Pero los dos sabían que se acercaba el momento de las despedidas.
—Partir es morir un poco. Lo dijo Víctor Hugo y es verdad —susurró Isabel—. Me voy mañana; cogeré el primer vuelo y desapareceré de tu vida. Siempre nos quedarán estos días.
—El decirse adiós es doloroso, pero no tiene por qué ser eterno —dijo Ignacio, y se detuvo pensativo, como intentando hacer acopio de toda su capacidad de persuasión antes de sugerir—: Yakarta no está tan lejos de Camboya.
—No, Ignacio, de verdad me voy.
—Pero esto no puede acabar…
—Y no acabará. Concedámonos unos meses para pensar, para decidirnos antes de atrevernos a dar un paso adelante que cambiará nuestras vidas, la de Ana y las de las niñas. Te propongo que nos veamos en agosto, en nuestra ciudad, frente a nuestro auténtico mar, el de la bahía. Allí hablaremos y decidiremos qué hacer. Sabremos si esto ha sido un capricho, si este breve encuentro en el paraíso ha aplacado el espejismo, si de verdad somos tan fuertes como para decidir seguir adelante juntos… Irás, ¿verdad?

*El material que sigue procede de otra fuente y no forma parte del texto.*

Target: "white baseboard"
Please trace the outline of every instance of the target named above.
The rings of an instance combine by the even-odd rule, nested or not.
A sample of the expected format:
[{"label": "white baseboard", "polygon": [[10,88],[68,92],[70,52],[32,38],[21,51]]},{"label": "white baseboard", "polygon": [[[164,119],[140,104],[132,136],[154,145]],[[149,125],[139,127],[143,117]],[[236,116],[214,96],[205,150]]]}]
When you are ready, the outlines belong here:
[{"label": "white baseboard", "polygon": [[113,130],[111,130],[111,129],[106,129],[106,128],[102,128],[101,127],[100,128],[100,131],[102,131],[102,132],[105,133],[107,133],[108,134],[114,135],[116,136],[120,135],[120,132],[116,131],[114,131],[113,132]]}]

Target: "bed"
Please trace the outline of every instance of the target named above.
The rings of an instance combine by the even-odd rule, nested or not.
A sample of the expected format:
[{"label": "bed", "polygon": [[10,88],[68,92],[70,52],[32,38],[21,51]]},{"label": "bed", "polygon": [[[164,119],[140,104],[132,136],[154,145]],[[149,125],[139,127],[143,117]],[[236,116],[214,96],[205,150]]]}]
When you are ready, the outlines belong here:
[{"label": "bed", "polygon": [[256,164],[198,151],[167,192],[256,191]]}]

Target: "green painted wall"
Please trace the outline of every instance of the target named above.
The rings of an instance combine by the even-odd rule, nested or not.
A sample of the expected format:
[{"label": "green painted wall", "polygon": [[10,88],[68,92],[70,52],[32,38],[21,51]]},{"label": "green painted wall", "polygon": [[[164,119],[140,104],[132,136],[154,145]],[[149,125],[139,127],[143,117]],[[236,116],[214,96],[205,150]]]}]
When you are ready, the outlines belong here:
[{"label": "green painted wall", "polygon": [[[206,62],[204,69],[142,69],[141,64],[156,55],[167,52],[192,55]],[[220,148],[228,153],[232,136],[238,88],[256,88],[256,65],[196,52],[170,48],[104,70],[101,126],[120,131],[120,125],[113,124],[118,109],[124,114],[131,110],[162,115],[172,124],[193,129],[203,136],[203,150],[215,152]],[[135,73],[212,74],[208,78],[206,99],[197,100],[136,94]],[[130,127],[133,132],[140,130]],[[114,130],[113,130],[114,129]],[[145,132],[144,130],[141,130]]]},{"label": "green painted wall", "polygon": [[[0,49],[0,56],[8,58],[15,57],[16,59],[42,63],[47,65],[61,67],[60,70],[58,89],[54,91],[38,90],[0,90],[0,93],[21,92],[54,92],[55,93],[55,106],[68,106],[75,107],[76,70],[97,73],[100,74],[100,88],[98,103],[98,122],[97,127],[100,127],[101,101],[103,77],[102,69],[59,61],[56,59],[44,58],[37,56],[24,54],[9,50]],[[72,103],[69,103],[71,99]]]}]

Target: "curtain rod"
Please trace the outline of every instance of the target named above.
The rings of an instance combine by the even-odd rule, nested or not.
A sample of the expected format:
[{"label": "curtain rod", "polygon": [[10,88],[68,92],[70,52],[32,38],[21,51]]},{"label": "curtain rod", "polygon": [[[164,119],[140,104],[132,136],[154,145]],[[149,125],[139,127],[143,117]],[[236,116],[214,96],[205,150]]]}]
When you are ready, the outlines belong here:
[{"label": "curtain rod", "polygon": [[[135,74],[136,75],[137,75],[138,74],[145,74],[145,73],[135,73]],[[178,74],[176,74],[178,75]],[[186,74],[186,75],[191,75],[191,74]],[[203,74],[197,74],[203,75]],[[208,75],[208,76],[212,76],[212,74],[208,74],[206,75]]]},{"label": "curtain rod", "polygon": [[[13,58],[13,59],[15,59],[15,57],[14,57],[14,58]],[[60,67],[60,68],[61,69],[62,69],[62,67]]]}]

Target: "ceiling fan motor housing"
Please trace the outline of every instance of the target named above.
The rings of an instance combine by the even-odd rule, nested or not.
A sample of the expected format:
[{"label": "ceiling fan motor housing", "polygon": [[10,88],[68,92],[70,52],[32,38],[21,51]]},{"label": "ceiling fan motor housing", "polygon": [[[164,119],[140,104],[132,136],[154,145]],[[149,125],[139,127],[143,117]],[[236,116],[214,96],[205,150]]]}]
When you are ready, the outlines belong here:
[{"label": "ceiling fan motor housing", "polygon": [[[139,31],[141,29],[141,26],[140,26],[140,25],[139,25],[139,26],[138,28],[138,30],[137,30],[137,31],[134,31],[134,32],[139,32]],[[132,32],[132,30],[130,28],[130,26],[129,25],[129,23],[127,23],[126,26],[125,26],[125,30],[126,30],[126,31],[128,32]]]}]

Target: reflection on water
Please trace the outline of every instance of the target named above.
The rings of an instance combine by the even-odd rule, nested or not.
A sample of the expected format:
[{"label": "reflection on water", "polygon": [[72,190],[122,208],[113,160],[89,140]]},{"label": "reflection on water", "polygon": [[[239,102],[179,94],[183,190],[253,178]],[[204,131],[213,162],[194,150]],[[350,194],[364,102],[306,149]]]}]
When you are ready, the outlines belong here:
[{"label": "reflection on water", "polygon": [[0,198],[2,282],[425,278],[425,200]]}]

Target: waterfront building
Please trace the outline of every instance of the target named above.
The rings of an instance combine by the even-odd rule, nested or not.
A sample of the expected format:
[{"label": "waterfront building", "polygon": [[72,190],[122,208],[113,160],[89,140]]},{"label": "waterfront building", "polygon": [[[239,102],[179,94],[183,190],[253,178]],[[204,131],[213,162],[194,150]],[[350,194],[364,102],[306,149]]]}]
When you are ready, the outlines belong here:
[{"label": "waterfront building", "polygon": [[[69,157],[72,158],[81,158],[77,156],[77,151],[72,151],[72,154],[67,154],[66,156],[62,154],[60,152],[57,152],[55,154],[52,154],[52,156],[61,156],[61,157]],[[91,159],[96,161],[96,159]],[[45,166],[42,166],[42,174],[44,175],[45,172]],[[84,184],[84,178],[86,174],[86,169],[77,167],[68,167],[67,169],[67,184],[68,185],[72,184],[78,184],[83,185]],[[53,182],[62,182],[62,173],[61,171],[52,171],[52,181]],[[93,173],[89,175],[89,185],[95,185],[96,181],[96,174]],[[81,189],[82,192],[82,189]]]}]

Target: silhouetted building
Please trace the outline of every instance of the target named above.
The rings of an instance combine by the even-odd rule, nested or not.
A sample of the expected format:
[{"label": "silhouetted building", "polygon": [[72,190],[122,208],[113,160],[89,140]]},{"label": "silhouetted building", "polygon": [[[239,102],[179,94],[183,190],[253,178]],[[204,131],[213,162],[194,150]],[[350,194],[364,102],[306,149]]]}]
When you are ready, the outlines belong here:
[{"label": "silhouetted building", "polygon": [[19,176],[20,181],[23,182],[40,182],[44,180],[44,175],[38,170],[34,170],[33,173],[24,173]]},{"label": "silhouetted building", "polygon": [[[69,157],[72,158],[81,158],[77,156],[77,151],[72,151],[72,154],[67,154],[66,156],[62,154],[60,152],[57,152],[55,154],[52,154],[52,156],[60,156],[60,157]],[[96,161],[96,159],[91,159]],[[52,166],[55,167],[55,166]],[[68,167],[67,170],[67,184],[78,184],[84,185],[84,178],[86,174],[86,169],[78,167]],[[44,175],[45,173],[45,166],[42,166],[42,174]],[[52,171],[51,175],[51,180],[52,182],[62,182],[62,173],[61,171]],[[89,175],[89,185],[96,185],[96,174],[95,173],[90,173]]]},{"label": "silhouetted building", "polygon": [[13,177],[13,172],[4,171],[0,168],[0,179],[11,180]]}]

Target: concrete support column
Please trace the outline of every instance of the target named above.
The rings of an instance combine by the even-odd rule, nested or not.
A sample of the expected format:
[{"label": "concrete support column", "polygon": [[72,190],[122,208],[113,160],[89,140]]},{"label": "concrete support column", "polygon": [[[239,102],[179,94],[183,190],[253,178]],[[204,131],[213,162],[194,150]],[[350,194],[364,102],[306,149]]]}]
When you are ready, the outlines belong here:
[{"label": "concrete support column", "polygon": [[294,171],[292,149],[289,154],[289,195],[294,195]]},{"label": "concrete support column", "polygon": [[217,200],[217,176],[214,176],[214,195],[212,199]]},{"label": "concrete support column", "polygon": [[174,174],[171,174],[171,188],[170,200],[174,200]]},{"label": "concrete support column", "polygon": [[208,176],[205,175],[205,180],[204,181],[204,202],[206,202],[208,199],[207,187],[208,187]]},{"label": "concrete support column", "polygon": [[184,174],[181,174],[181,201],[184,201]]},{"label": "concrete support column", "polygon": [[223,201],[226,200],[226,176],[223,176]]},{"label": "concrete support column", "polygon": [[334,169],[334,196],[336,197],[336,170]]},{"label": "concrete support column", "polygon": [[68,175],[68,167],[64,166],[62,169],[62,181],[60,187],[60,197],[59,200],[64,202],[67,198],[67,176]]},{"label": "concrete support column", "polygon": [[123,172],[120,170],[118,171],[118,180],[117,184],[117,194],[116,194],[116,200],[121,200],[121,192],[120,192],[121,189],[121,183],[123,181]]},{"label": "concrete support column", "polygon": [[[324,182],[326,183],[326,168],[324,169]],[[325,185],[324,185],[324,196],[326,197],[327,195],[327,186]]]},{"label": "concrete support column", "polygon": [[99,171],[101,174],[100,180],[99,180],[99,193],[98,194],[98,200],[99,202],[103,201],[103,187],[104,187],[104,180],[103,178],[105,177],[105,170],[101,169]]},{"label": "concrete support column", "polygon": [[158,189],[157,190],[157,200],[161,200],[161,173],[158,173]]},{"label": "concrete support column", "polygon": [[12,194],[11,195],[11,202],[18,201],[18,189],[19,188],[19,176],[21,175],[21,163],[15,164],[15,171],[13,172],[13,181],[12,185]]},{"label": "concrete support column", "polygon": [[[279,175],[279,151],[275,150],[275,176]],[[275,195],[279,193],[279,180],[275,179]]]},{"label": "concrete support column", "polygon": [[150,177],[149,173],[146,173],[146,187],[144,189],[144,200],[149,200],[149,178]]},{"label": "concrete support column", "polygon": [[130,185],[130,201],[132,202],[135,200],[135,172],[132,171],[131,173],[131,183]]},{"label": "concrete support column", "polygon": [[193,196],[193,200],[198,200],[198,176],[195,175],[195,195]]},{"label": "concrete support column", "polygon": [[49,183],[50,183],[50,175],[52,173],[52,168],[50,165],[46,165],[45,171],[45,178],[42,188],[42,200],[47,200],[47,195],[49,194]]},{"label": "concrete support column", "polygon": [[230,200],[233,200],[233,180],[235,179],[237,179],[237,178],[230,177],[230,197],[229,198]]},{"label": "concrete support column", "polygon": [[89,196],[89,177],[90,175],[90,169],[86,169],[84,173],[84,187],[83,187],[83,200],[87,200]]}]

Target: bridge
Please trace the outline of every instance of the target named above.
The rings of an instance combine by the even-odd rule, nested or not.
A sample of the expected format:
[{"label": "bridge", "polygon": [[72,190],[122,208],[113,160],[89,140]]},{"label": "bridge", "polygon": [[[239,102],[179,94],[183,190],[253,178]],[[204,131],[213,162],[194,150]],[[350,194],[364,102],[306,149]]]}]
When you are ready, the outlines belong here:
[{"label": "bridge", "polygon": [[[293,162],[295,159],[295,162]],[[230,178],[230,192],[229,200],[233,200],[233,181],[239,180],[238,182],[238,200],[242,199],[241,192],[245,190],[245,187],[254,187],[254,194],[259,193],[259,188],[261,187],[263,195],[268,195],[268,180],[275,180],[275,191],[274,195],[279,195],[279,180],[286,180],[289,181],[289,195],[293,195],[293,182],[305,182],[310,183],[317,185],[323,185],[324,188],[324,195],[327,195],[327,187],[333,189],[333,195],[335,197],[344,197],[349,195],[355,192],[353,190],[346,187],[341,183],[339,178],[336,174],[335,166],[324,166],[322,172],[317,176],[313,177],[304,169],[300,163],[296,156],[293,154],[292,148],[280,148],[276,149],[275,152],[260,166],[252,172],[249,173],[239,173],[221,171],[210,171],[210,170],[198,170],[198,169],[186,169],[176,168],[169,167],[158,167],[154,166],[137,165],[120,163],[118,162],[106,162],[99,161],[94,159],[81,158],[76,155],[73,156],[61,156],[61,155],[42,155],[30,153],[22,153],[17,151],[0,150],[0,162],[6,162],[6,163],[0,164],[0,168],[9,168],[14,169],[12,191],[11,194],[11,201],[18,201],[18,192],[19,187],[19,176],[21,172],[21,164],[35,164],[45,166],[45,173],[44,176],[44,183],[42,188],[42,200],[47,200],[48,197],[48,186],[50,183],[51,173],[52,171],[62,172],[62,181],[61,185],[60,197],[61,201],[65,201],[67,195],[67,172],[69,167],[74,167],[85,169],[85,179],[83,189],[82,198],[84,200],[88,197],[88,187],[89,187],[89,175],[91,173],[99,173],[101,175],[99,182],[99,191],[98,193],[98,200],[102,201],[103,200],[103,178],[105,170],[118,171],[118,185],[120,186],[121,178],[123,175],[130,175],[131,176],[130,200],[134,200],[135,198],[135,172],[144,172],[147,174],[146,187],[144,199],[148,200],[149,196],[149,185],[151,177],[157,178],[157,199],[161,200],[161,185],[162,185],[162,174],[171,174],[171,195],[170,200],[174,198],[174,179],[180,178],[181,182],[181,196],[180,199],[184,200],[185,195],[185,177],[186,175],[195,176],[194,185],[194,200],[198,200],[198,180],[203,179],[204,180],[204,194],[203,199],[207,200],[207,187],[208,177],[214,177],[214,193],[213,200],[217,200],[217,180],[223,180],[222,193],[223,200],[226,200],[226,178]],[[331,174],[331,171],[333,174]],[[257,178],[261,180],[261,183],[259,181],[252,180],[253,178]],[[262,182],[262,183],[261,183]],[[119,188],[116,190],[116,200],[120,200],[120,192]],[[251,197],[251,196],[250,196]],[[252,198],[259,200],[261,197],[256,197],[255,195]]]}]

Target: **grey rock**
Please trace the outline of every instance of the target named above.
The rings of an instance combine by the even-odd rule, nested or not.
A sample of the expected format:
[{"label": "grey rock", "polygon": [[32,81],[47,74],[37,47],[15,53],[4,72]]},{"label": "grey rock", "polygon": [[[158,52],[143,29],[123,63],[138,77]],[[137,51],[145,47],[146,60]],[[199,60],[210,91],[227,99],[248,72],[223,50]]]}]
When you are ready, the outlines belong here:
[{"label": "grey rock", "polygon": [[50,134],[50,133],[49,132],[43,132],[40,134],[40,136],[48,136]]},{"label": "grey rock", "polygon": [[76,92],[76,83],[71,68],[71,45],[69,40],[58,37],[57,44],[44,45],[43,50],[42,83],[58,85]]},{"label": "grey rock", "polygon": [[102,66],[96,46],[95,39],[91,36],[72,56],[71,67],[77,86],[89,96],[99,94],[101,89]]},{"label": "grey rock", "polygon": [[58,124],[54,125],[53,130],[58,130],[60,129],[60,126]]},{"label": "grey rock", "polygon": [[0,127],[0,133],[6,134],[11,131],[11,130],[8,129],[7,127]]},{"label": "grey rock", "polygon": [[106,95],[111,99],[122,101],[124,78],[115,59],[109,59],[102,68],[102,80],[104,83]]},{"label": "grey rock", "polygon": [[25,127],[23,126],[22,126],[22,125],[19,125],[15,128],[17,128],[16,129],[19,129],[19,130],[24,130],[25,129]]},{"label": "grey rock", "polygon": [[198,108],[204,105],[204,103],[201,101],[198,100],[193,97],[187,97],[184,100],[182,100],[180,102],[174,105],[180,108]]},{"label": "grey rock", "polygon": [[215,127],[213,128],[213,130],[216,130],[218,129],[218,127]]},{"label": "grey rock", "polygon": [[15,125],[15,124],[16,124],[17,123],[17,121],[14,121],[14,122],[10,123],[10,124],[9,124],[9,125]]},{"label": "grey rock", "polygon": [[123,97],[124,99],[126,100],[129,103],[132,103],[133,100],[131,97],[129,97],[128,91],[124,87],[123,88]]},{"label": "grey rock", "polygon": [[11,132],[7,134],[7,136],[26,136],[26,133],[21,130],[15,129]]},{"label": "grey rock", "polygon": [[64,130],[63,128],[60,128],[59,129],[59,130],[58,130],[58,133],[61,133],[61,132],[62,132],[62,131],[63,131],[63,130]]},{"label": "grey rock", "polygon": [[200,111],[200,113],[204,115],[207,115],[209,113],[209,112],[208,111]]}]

—Sí, por supuesto. Me tocan las niñas y su madre tiene pensado un viaje por los Fiordos con unos amigos, me quedaré en el piso que mis padres tenían en el centro, tú estarás feliz en tu jardín; Ana no andará por el medio y podremos hablar, vernos. Pero sabes que lo digo en serio: te quiero, y te quiero para el resto de mis días. No me perdería agosto en la bahía por nada del mundo.
—Bueno, tampoco te pongas dramático. Sólo quedan cinco meses para agosto, creo que es el tiempo que necesitamos para recomponernos y reconciliarnos con nosotros mismos. En agosto volveré.
Y le dio un breve abrazo, antes de subir al dormitorio para cambiarse para la cena. Todavía les quedaba una noche juntos, una noche más de amor, pero Ignacio se quedó al pie de la escalera, viéndola ascender y desaparecer por una de sus curvas, con una sensación de desolación y de inquietud, de pesadumbre, que no supo definir bien. Era la sensación del abandono.